第54章 霞明ける、八雲起きる
これはまた……もしかして……
「きょ…」 「七瀬」
2人の声が同時に重なる。私はどうぞ…と右手を彼に向けて発言を促した。
「やはり時透は…」 「ないです。絶対に」
あ……しまった。促したのに彼の発言を遮ってしまった。
「………そうか?」
「はい。気になる異性に倒しがいがあるなんて言いませんよ」
この言葉に安心したのか、彼はようやく笑顔を見せる。
「先程言い忘れた事があるのだが、良いか?」
「何でしょうか……」
「以前言ってくれたな。俺のようになりたい、と」
うん、確かに。まだ恋仲になる前だよね……懐かしいや。1回首を縦に振ると、杏寿郎さんが続けてこう口に出した。
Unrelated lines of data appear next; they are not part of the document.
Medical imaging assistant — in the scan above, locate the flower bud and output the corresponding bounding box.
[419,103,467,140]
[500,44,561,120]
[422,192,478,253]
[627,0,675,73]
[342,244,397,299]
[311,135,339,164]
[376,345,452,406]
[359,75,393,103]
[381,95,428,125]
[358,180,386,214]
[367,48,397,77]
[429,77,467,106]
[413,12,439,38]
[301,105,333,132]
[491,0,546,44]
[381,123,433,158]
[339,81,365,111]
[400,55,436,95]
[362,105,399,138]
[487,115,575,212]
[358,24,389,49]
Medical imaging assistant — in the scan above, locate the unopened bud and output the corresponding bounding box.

「それはとても有難いし、嬉しい。だが君は君だ。自分にしか出来ない、自分だから出来る事も見つけていってほしい」
「私に出来る事……ですか」
「ああ」
何だろう……呼吸かな。一応欠けていた型を編み出したし、改も編み出したし。
「因みに桐谷くんにも今伝えた事と似たような話をしたぞ」
「あ、それはちょっと嬉しいです…」
私が笑顔を見せると、彼も笑ってくれる。
「俺は君が成長していく姿を1番近くで見ていきたい」
「成長……」
うむ、と頷く彼は座卓の下で私の右手をきゅっ…と絡める。
すると瞬く間にドクン……と心臓が高鳴り出してしまう。
「恋人としても…だがな」
「………!ありがとうございます…」
色々頑張りますね、と絞り出すように私が伝えた後、彼は何事もなかったように手を離す。
そうして、さつまいもの甘露煮を食べ出した。
…………私がこの人に勝てる日なんて来るのだろうか。
そんな事を今の自分自身に、そして未来の自分に問いかけた暑い暑い夏のとある1日。